Jésus va s’asseoir comme il sied à un maître pour enseigner ses disciples. Ici il est dit que Jésus appela les Douze, ceux qui seront les fondateurs de la communauté chrétienne. ‘Qui est le plus grand ? Voilà votre recherche de bonheur ! Etre le premier, être le maître, être le tout grand ! Alors que Jésus a annoncé qu’il va choisir d’être le pauvre en croix pour révéler l’amour du Père pour tous les hommes en filigrane dans cette souffrance. Jésus y trouvera tout son bonheur joyeux d’être en parfaite harmonie avec le dessein du Père : en suivant son chemin, il vivra une communion étroite avec son Père, soucieux d’être à l’écoute du battement du cœur du Père. Ainsi il introduira les Douze dans les définitions du dictionnaire de Dieu : être le plus grand, est être le plus petit, le premier être le dernier, s’élever est s’abaisser, être riche est être pauvre. C’est la signification du geste de Jésus lors du lavement des pieds en saint Jean : Jésus y énonce qu’être maître est s’abaisser dans un geste de servilité, qu’être ses disciples est d’être le frère de tous, et Jésus conclura : ‘Si vous pensez cela, vous serez heureux, du moins si vous le mettez en pratique’.
Ici Jésus dit : « Si quelqu’un veut être le premier, il sera le dernier de tous et le serviteur de tous » Jésus y souligne : si quelqu’un veut… C’est donc un geste volontaire, un engagement qui se fait dans la joie de découvrir ce que c’est d’être en harmonie avec le Maître. Jésus, le premier a éprouver cette joie d’être le serviteur de tous. Il ne veut exclure personne, ni les riches ni les pauvres, ni les justes ni les pécheurs.

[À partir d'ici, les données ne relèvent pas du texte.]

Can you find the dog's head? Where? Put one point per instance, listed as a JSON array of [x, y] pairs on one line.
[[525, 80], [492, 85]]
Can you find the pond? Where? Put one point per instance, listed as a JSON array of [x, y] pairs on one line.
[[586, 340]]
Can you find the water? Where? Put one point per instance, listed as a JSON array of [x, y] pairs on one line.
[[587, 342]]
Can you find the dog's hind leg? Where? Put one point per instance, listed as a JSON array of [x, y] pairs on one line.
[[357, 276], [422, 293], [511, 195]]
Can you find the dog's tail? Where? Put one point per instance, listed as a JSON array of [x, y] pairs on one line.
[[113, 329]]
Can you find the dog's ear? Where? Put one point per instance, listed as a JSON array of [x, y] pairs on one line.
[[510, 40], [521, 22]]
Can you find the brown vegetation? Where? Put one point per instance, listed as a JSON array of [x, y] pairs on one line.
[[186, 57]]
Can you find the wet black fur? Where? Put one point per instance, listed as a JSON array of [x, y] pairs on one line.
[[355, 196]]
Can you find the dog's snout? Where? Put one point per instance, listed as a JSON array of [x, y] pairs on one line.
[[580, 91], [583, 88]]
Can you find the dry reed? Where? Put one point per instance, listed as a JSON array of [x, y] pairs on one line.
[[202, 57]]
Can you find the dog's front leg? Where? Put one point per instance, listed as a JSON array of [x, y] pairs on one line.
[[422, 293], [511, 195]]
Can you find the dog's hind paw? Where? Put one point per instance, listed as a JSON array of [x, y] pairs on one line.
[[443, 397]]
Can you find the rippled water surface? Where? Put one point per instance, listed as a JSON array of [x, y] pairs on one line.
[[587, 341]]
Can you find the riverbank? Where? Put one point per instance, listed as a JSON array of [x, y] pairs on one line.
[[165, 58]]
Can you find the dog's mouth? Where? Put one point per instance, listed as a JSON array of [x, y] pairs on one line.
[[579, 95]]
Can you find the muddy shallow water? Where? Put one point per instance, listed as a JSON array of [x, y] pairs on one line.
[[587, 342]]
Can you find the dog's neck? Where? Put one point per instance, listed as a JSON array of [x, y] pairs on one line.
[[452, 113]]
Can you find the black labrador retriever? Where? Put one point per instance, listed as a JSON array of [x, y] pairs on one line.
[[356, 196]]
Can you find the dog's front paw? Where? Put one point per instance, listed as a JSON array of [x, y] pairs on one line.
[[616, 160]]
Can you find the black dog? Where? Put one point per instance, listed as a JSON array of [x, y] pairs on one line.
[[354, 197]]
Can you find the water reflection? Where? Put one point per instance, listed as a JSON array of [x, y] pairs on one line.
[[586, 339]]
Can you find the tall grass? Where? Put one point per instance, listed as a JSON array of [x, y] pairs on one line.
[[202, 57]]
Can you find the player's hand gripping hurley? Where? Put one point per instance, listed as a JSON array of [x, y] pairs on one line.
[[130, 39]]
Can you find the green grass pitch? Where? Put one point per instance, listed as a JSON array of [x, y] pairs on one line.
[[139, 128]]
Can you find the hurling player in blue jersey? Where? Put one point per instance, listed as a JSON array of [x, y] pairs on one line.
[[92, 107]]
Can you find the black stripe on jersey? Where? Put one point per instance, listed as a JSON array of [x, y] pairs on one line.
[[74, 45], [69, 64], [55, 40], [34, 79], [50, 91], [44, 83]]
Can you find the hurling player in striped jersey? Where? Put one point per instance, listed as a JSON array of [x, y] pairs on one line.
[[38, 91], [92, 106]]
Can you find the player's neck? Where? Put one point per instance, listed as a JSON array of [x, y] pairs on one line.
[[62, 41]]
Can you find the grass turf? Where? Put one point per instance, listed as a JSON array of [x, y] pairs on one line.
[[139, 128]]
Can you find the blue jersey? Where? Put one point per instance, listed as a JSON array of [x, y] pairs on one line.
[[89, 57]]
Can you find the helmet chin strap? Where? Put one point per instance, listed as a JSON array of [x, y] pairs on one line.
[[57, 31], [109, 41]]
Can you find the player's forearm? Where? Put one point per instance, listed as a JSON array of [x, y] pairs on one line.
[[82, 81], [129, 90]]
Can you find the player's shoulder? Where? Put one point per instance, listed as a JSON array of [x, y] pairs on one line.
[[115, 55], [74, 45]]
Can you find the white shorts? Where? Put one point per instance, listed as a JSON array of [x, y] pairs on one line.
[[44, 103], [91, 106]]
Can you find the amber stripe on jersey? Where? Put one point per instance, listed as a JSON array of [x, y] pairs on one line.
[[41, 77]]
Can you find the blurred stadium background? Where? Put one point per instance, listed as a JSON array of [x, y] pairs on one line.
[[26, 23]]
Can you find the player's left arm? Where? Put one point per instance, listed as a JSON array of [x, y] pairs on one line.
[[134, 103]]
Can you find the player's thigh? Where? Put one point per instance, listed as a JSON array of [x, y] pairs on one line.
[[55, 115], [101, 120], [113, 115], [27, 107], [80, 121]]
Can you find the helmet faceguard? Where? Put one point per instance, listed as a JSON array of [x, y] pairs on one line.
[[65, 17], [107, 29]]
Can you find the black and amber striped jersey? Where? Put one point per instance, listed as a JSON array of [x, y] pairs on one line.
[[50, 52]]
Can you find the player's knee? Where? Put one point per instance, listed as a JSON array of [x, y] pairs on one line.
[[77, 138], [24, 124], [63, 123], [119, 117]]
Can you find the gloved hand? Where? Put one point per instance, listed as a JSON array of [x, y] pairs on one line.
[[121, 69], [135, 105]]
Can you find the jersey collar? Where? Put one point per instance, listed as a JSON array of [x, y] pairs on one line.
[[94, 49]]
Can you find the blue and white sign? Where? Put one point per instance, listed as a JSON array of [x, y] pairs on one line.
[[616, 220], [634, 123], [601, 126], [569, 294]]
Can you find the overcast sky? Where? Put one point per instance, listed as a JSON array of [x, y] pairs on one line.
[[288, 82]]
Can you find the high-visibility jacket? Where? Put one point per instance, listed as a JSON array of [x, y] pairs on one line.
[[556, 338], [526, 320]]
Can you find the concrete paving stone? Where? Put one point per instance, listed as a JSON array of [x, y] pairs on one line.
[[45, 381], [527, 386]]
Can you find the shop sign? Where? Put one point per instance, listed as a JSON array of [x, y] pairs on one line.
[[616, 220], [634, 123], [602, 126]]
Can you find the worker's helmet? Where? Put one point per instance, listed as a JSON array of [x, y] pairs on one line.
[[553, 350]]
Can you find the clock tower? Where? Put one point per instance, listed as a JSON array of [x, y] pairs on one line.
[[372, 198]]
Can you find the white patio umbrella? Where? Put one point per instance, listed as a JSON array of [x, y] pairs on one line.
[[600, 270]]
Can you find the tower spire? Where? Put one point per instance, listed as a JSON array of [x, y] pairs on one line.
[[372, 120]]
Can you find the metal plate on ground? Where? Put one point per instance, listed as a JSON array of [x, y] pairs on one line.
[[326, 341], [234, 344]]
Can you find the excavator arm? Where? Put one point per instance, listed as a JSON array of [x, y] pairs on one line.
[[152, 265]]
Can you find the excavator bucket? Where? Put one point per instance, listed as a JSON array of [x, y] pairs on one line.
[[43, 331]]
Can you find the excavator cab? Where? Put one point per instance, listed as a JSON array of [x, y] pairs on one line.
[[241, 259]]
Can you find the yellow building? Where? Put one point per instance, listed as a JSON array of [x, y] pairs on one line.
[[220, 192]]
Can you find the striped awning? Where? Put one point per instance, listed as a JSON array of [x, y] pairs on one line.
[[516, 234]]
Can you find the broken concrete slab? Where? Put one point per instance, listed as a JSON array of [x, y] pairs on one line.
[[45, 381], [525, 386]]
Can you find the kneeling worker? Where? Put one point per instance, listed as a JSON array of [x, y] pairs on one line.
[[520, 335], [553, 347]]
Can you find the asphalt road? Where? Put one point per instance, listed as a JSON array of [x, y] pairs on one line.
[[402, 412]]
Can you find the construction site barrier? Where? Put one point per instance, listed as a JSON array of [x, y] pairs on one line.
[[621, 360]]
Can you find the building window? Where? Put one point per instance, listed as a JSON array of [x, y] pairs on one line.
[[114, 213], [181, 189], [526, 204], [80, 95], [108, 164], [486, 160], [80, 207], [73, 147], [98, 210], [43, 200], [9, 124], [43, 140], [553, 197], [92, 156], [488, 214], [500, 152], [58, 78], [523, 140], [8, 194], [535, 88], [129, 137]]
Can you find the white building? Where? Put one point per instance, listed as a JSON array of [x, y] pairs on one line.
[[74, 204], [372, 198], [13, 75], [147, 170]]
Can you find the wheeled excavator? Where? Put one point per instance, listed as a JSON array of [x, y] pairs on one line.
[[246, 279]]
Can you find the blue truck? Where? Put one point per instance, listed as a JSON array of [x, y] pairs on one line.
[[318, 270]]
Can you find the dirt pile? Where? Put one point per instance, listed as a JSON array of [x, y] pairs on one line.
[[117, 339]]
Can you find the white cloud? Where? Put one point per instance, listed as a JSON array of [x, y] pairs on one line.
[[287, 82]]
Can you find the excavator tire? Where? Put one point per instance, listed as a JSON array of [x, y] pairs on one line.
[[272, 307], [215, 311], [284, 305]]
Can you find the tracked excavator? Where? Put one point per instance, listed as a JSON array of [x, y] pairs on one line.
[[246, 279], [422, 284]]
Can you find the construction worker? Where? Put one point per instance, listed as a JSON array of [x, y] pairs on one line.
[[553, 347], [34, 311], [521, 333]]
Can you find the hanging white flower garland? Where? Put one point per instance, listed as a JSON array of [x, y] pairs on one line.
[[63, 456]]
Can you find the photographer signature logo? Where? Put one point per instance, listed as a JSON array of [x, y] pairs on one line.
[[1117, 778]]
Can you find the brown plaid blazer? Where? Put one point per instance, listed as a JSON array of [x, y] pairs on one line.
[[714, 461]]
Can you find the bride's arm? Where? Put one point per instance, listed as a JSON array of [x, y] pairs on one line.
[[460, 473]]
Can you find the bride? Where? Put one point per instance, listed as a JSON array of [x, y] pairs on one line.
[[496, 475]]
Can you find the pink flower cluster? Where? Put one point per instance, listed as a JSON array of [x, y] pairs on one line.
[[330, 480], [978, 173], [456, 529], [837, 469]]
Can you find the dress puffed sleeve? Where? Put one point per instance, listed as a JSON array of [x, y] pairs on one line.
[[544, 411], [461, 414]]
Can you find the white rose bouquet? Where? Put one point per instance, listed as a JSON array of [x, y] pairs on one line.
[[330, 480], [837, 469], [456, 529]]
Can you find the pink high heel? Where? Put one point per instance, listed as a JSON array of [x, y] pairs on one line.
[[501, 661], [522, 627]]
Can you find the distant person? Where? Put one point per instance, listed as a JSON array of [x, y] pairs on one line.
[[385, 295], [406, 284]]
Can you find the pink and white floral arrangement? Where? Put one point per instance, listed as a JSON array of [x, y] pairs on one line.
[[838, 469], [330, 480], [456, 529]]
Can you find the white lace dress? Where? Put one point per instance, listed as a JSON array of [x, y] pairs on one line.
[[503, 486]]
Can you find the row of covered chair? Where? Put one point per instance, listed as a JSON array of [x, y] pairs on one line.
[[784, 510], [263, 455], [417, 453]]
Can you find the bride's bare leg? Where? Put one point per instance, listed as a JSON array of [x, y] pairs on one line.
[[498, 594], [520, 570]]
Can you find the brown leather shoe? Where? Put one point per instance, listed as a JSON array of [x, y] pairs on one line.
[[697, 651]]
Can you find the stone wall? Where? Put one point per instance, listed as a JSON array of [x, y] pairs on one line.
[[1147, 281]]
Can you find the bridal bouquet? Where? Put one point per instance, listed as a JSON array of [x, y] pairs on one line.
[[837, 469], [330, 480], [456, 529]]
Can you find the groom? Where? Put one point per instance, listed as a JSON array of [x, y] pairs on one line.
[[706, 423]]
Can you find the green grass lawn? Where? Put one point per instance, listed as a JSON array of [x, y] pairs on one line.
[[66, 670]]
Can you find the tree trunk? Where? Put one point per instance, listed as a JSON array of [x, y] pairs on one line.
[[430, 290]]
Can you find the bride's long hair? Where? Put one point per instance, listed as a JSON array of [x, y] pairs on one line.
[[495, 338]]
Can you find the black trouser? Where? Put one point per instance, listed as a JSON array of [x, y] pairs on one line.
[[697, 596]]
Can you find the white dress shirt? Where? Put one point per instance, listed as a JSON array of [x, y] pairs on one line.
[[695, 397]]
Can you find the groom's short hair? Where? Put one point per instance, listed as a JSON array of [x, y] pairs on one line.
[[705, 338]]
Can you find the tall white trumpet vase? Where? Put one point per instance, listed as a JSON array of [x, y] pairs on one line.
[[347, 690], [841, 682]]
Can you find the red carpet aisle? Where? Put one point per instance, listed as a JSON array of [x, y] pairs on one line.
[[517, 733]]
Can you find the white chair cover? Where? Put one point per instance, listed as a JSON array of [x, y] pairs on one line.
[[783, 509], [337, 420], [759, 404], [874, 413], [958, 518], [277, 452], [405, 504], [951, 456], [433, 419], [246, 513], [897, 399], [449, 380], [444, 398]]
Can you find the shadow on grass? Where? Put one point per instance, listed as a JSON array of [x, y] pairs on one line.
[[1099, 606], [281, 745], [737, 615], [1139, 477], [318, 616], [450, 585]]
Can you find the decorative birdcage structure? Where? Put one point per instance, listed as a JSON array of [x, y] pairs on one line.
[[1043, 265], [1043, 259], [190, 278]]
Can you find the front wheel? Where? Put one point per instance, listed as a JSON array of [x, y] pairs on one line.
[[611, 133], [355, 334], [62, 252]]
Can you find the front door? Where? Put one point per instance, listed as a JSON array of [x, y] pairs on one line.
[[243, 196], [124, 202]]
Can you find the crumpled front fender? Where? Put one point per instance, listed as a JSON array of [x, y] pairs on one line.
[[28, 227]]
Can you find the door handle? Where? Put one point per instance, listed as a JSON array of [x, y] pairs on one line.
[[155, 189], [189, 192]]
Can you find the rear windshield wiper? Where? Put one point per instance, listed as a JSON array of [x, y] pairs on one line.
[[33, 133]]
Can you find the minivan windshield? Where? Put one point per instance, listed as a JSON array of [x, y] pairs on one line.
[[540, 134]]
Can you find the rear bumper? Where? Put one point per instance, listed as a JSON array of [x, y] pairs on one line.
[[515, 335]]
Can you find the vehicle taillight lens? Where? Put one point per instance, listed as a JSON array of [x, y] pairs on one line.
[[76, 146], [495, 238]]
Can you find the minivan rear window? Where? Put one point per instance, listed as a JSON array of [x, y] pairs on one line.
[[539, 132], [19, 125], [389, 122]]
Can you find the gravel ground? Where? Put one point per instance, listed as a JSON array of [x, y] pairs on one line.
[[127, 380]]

Jésus ajoute un geste à la parole, un geste très parlant. Il prend un enfant, le met au milieu d’eux et il embrasse l’enfant. Le geste est d’autant plus significatif du fait que dans le judaïsme de l’époque de Jésus l’enfant n’était pas le roi comme de nos jours. Avant la profession de foi, le bar mitsva qui se situait aux environs de ses douze ans, l’enfant était censé de ne rien connaître des prescriptions de la Loi et était donc de façon permanente en contravention des articles de la Loi. Il ne comptait pas comme individu. C’est un tel enfant que Jésus prend en le mettant au milieu de ses disciples, à part égale en quelque sorte et de plus l’embrasse témoignant d’une grande tendresse pour l’enfant ‘toujours en état de perdition aux yeux de la Loi. Au geste Jésus ajoute une parole sur l’accueil d’un enfant. Un comme celui-ci, précise-t-il. Mais l’accueil doit se faire au nom de Jésus, en référence avec lui dont le nom est Jésus : Dieu sauve ! C’est donc le nom du Père qui nous enjoint un tel geste d’affection. Jésus l’exprime bien disant : « Comme celui-ci, c’est moi qu’il accueille. L’accueil par ses disciples se traduit dans les gestes de tous les jours, comme signifiant que l’on accueille Jésus. Et il ajoute encore : celui qui m’accueille, cela équivaut à l’accueil que nous réservons à Dieu. En filigrane : Dieu veut être si proche des hommes qu’il veut s’identifier aux gens et tous les ‘enfants’, qui, au regard des hommes ne représentent rien. Tel est l’amour passionné que Dieu éprouve pour les hommes , sans exclusion aucune.